Further, in the first embodiment, the number of inks emitted from the nozzle 10 during deceleration and acceleration of the carriage 2 in pre-printing flushing and printing-during flushing is set to a constant value in advance, but this is limited to this. I can't. The number of shots may be different depending on the viscosity of the ink in the nozzle 10 at the timing immediately before flushing before printing and flushing during printing.

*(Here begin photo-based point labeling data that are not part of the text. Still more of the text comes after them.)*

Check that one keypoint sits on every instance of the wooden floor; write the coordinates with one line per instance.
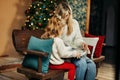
(106, 72)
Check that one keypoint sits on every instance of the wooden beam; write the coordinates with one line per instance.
(88, 16)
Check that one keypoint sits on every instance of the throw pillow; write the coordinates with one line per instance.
(91, 42)
(44, 45)
(98, 49)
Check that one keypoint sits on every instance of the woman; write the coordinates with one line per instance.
(53, 30)
(85, 67)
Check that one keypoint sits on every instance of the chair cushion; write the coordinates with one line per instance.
(31, 61)
(91, 42)
(90, 48)
(98, 49)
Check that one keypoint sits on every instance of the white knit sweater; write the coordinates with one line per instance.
(59, 51)
(75, 38)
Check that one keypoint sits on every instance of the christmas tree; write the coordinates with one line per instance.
(38, 14)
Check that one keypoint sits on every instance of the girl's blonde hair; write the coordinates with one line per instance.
(54, 27)
(62, 10)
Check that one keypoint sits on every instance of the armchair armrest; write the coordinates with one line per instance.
(37, 53)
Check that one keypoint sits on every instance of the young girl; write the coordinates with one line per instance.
(59, 50)
(85, 67)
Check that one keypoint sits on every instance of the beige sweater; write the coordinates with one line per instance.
(59, 51)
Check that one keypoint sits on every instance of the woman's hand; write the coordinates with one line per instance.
(84, 46)
(78, 55)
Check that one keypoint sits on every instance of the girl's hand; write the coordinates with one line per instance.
(84, 45)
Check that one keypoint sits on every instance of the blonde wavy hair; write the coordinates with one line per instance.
(63, 9)
(54, 27)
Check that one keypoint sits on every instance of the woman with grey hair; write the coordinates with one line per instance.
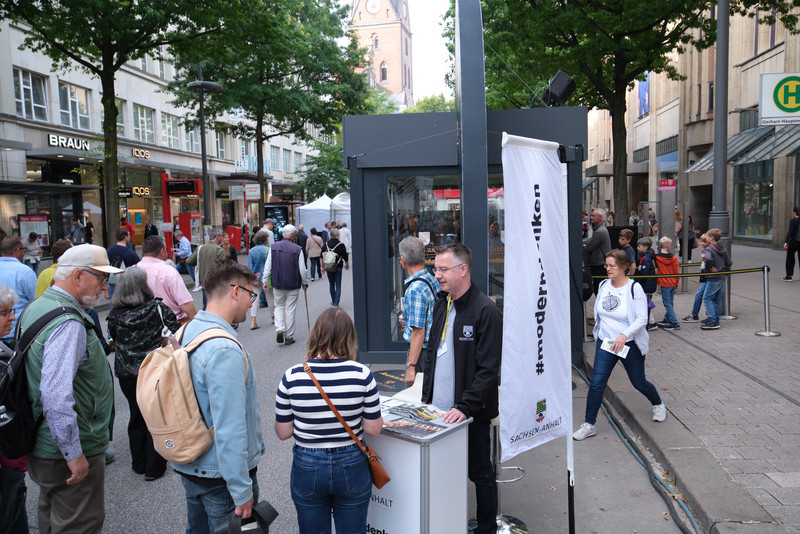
(138, 323)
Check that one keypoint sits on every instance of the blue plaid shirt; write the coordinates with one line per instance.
(418, 304)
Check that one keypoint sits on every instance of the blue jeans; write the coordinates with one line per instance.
(698, 299)
(667, 297)
(206, 505)
(712, 299)
(604, 363)
(325, 480)
(335, 285)
(315, 267)
(481, 473)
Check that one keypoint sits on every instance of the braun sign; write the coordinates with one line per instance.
(61, 141)
(779, 99)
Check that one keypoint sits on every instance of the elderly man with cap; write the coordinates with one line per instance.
(70, 384)
(288, 271)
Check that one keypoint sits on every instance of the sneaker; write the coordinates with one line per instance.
(585, 431)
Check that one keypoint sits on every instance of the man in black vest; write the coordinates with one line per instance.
(288, 271)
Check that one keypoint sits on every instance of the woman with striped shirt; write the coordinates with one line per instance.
(330, 473)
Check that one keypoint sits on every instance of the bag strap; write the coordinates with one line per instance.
(313, 378)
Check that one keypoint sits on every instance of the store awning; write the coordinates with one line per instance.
(737, 145)
(785, 142)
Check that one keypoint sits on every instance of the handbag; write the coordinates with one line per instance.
(264, 515)
(379, 475)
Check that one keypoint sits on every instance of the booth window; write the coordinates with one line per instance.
(752, 198)
(428, 207)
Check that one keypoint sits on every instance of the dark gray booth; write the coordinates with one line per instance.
(406, 180)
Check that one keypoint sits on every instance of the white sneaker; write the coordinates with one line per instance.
(585, 431)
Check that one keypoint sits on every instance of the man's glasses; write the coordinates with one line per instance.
(103, 277)
(442, 270)
(253, 295)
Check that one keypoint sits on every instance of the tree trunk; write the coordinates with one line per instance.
(620, 151)
(110, 169)
(262, 183)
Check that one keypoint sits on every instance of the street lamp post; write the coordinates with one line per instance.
(202, 88)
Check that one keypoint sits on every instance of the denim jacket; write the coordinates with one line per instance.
(218, 374)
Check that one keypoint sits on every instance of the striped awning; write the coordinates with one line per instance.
(737, 145)
(785, 142)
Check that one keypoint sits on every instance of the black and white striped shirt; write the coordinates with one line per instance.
(351, 388)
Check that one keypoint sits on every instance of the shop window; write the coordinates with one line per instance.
(143, 124)
(192, 138)
(169, 130)
(287, 160)
(74, 103)
(30, 95)
(428, 207)
(753, 200)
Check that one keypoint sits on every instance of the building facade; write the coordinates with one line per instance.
(51, 148)
(383, 27)
(670, 128)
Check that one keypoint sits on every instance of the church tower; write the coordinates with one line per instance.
(383, 27)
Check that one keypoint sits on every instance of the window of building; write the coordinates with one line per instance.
(169, 130)
(30, 95)
(220, 142)
(275, 157)
(287, 160)
(710, 96)
(752, 200)
(143, 124)
(192, 137)
(74, 103)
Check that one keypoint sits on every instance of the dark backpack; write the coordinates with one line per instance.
(18, 428)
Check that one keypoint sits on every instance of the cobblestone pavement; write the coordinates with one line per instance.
(736, 392)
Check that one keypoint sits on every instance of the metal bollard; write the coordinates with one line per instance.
(766, 332)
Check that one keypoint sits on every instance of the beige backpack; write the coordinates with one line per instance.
(166, 398)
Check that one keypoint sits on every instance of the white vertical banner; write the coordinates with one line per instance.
(536, 383)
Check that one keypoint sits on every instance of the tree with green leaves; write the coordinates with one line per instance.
(432, 104)
(282, 69)
(605, 45)
(324, 173)
(100, 37)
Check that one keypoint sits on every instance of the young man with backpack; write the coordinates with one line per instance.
(70, 384)
(715, 260)
(421, 291)
(223, 479)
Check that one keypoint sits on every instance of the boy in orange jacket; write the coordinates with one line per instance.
(667, 263)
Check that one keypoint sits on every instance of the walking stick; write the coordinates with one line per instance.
(308, 319)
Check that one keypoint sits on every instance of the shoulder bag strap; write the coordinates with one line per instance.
(333, 408)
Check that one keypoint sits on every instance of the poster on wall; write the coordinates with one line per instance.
(34, 223)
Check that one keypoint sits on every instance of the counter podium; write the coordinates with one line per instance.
(427, 461)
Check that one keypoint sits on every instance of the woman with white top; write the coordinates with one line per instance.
(620, 314)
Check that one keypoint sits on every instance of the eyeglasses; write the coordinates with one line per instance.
(103, 277)
(442, 270)
(253, 295)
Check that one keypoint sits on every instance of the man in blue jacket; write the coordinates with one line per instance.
(223, 479)
(462, 364)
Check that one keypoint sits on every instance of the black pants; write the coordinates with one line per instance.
(145, 459)
(794, 249)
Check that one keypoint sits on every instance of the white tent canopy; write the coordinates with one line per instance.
(340, 208)
(315, 214)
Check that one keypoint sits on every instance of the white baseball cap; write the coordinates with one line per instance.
(90, 256)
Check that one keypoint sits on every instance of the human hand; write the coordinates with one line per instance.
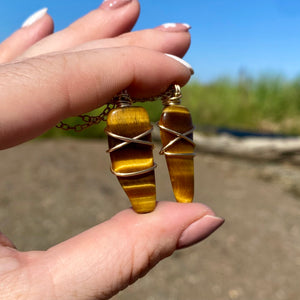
(46, 77)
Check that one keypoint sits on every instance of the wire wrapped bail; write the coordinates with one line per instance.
(172, 96)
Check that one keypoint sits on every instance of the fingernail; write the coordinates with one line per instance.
(199, 230)
(186, 64)
(113, 4)
(35, 17)
(174, 27)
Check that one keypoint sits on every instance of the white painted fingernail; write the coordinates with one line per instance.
(186, 64)
(35, 17)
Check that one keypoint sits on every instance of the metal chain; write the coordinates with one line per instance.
(92, 120)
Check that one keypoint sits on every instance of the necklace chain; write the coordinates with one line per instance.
(102, 117)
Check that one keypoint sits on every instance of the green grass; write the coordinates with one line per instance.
(269, 103)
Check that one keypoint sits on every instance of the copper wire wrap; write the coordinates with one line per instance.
(126, 141)
(179, 136)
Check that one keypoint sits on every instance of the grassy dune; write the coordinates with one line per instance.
(269, 103)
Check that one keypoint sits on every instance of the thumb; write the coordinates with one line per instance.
(107, 258)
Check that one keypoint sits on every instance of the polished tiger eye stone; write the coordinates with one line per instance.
(181, 167)
(131, 122)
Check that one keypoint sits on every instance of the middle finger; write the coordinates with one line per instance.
(112, 18)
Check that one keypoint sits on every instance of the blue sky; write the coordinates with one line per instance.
(257, 36)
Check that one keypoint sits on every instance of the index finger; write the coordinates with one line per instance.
(37, 93)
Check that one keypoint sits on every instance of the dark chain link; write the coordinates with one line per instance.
(92, 120)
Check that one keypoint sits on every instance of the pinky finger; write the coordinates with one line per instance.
(35, 28)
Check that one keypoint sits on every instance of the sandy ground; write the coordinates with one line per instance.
(52, 190)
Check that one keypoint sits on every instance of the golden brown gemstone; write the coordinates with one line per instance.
(181, 167)
(133, 157)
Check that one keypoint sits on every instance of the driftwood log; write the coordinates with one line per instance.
(264, 148)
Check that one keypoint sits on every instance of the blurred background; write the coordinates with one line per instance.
(246, 88)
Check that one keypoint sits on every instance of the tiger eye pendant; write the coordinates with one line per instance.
(176, 131)
(130, 147)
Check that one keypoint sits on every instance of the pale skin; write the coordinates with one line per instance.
(46, 77)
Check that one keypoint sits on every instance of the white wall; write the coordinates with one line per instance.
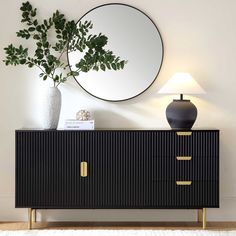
(199, 37)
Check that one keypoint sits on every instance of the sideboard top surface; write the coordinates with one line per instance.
(119, 130)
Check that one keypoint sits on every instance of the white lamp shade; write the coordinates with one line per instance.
(181, 83)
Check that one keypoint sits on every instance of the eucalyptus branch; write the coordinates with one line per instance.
(69, 37)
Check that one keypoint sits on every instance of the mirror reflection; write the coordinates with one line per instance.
(134, 37)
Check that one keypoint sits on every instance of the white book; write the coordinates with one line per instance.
(79, 125)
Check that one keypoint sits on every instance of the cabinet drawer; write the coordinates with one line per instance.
(199, 143)
(198, 168)
(198, 194)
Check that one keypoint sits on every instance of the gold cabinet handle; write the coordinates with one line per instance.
(184, 133)
(187, 158)
(183, 182)
(83, 169)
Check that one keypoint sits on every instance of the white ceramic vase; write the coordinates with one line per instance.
(52, 108)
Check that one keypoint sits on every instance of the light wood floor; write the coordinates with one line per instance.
(119, 225)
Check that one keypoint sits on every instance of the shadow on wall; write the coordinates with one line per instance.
(106, 118)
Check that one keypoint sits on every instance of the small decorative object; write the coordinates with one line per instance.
(79, 124)
(181, 114)
(54, 38)
(83, 115)
(52, 108)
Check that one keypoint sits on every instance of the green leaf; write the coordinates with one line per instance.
(31, 29)
(74, 73)
(122, 64)
(22, 61)
(102, 66)
(36, 36)
(113, 65)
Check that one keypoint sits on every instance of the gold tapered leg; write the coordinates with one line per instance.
(35, 215)
(199, 215)
(30, 218)
(204, 218)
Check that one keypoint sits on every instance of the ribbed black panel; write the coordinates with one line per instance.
(126, 169)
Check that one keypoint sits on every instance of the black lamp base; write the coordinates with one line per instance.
(181, 114)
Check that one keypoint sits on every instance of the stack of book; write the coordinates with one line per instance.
(71, 124)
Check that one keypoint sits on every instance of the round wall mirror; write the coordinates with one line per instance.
(134, 37)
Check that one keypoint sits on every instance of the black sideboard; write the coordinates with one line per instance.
(117, 169)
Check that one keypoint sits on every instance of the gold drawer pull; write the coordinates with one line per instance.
(83, 169)
(184, 133)
(184, 158)
(183, 182)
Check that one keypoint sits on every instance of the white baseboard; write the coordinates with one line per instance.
(226, 212)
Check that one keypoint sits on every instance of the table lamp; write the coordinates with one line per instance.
(181, 114)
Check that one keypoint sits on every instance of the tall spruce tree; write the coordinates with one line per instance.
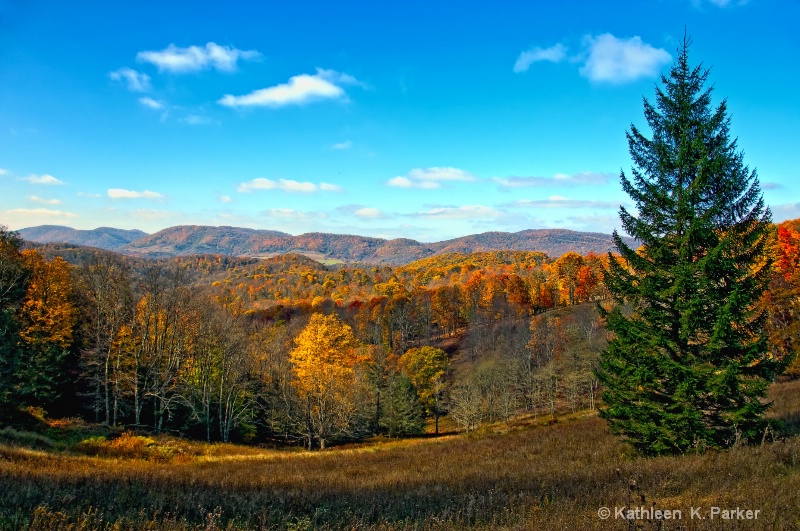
(688, 367)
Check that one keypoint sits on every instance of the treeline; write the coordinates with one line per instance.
(198, 345)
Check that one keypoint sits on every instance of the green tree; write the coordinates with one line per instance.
(13, 281)
(425, 367)
(687, 367)
(402, 414)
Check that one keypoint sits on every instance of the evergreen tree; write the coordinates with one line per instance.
(687, 367)
(403, 415)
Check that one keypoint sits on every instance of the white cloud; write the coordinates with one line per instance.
(556, 201)
(428, 178)
(287, 185)
(151, 103)
(48, 180)
(462, 212)
(369, 213)
(136, 81)
(37, 199)
(146, 214)
(559, 179)
(196, 119)
(294, 215)
(301, 89)
(614, 60)
(195, 58)
(327, 187)
(27, 217)
(120, 193)
(554, 54)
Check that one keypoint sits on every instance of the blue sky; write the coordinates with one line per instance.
(426, 120)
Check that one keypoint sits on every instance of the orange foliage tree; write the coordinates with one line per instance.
(324, 364)
(47, 317)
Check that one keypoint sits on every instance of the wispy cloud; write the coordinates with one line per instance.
(197, 119)
(294, 215)
(556, 201)
(347, 144)
(121, 193)
(286, 185)
(136, 81)
(614, 60)
(47, 180)
(178, 60)
(557, 180)
(462, 212)
(428, 178)
(150, 103)
(27, 216)
(362, 212)
(603, 58)
(149, 214)
(37, 199)
(299, 90)
(554, 54)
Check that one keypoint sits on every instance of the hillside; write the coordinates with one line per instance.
(529, 474)
(236, 241)
(103, 237)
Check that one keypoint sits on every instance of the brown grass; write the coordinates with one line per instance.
(541, 477)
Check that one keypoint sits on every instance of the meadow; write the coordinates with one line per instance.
(529, 474)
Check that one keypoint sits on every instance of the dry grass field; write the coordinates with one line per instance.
(529, 475)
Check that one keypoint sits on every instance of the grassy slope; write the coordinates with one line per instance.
(542, 477)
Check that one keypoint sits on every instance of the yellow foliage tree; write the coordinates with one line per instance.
(47, 315)
(324, 365)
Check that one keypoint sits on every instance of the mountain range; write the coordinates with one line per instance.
(237, 241)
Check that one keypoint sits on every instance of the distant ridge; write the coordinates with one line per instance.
(186, 240)
(102, 237)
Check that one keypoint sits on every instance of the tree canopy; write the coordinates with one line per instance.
(688, 365)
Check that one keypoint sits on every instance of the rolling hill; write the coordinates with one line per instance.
(236, 241)
(103, 237)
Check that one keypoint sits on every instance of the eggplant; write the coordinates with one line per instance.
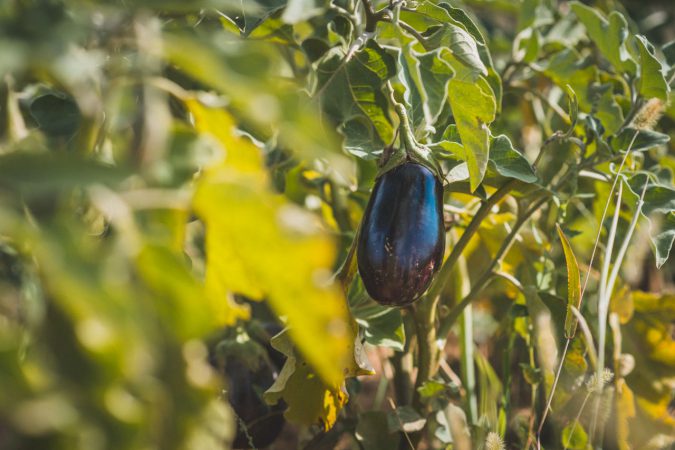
(402, 236)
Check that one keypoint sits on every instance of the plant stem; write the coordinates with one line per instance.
(603, 303)
(463, 285)
(449, 320)
(446, 270)
(427, 349)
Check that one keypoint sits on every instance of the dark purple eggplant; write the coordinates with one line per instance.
(402, 235)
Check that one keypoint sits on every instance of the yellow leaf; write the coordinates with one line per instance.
(573, 285)
(310, 401)
(625, 410)
(262, 246)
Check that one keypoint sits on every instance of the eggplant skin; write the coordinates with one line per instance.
(402, 237)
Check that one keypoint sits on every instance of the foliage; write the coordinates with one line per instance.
(170, 170)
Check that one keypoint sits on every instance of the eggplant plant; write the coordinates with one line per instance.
(459, 212)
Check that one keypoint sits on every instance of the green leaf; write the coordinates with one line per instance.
(651, 82)
(40, 173)
(425, 76)
(462, 46)
(607, 110)
(567, 67)
(406, 419)
(573, 285)
(299, 10)
(545, 341)
(431, 388)
(474, 108)
(435, 73)
(669, 53)
(354, 89)
(310, 401)
(509, 162)
(56, 114)
(415, 94)
(372, 431)
(574, 436)
(659, 201)
(382, 326)
(645, 140)
(609, 34)
(461, 18)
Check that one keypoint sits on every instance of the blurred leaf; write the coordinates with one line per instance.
(609, 34)
(645, 140)
(310, 400)
(453, 420)
(474, 109)
(607, 110)
(431, 388)
(406, 419)
(182, 296)
(509, 162)
(274, 107)
(40, 173)
(574, 436)
(373, 433)
(652, 82)
(56, 115)
(573, 285)
(625, 412)
(269, 248)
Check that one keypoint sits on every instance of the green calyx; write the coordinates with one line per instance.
(409, 151)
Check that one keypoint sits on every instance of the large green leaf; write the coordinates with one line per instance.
(353, 88)
(462, 47)
(645, 139)
(474, 108)
(652, 82)
(659, 205)
(609, 34)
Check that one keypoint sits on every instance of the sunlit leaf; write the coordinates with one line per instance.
(462, 46)
(269, 248)
(509, 162)
(652, 82)
(574, 436)
(573, 285)
(354, 88)
(405, 418)
(609, 34)
(474, 109)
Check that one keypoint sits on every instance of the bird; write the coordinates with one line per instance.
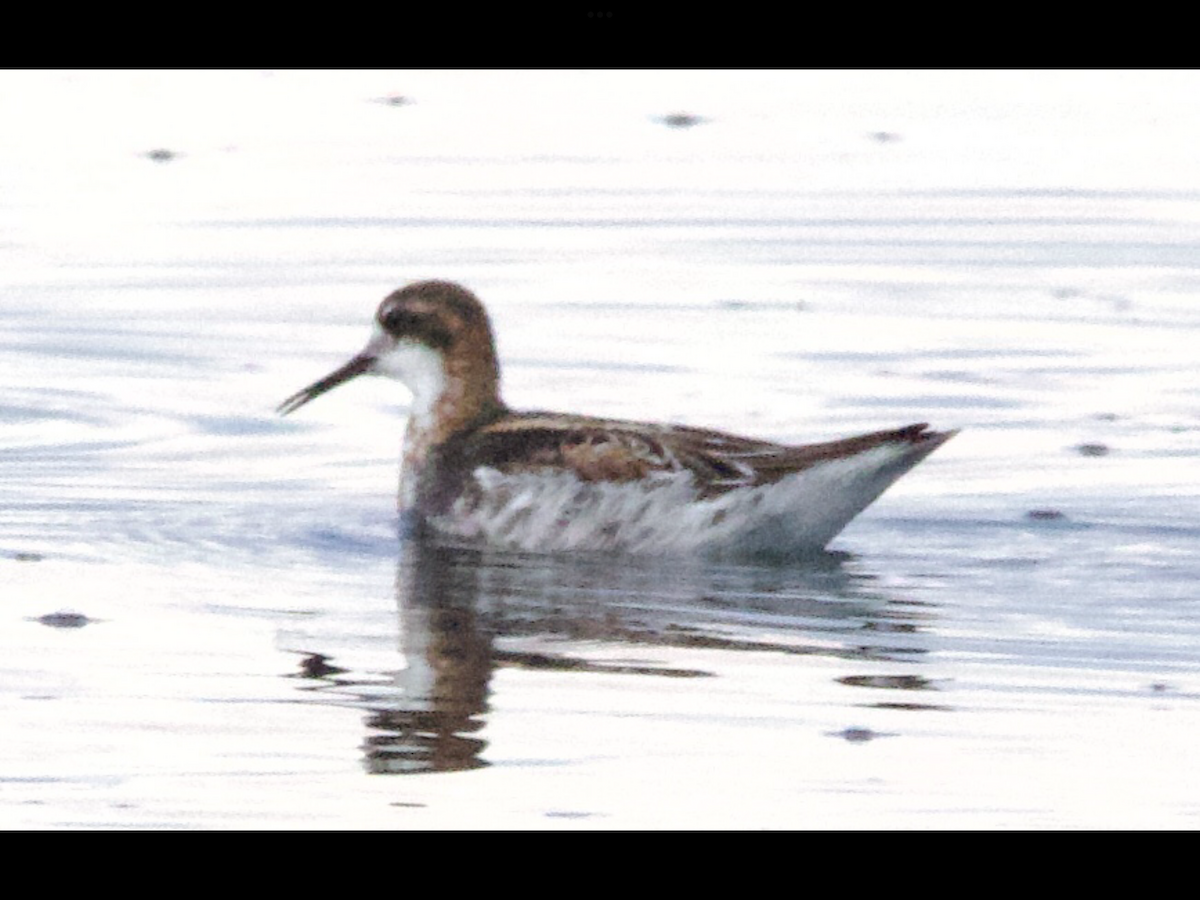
(477, 472)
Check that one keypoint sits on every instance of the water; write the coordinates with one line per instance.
(1007, 639)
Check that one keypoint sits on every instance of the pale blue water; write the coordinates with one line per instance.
(1020, 262)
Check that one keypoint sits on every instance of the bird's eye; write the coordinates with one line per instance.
(426, 328)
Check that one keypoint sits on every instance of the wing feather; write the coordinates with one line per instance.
(606, 450)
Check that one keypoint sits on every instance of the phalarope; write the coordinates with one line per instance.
(475, 469)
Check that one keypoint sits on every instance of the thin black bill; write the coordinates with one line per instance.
(357, 366)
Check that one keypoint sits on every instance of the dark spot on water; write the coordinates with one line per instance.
(856, 736)
(317, 665)
(682, 120)
(64, 619)
(1045, 515)
(907, 683)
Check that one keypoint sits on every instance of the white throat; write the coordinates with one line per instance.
(420, 369)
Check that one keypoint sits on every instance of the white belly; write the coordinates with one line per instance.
(557, 511)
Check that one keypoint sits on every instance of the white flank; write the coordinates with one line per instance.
(556, 511)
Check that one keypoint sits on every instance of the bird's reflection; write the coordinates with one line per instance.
(463, 612)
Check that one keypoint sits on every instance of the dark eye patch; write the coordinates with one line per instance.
(425, 328)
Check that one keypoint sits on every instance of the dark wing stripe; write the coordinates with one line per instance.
(603, 450)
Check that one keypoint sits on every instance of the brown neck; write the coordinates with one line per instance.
(467, 399)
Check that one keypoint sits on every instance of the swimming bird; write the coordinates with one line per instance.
(475, 469)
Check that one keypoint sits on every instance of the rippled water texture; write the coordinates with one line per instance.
(210, 621)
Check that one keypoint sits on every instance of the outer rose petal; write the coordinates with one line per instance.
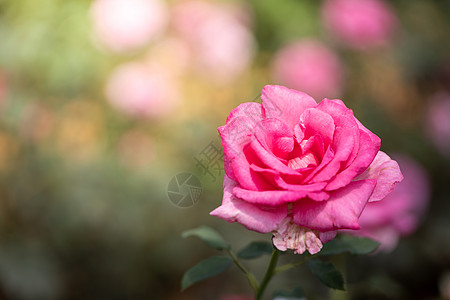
(341, 211)
(366, 153)
(291, 236)
(258, 218)
(285, 104)
(387, 173)
(235, 138)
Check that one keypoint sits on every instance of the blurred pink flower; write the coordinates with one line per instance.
(219, 37)
(140, 90)
(135, 149)
(3, 88)
(399, 213)
(360, 24)
(438, 122)
(124, 25)
(309, 66)
(237, 297)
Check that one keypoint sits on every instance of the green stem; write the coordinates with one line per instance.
(251, 278)
(269, 273)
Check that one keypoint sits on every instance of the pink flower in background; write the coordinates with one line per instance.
(124, 25)
(309, 66)
(237, 297)
(219, 37)
(299, 169)
(140, 90)
(438, 122)
(360, 24)
(399, 213)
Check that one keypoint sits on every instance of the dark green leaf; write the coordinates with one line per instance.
(255, 249)
(209, 236)
(295, 294)
(205, 269)
(351, 244)
(327, 273)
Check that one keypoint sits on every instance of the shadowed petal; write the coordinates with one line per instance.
(254, 217)
(340, 211)
(285, 104)
(386, 172)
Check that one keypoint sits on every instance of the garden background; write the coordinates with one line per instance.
(102, 104)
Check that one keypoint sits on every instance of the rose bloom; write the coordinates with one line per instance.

For example, in the first modification, as shown in FIG. 11A, the number of shots A during deceleration may be associated with the waiting time Tw at the waiting position of the carriage 2 for flushing before printing. The number of shots A is set for each color, and the longer the waiting time Tw, the larger the number of shots A. For example, Ak73> Ak72> Ak71. As shown in FIG. 11A, the waiting time Tw has two threshold values. The number of shots A is set for each time range defined by the threshold value. The relationship between the waiting time and the number of shots A, including the threshold value, is stored in the ROM 52 or the like. This is because the thickening progresses slightly even in the standby state, and the degree of thickening depends on the ease of thickening of the ink. Further, also when the carriage 2 is accelerated in the pre-print flushing, the number of shots may be increased as the waiting time Tw is longer.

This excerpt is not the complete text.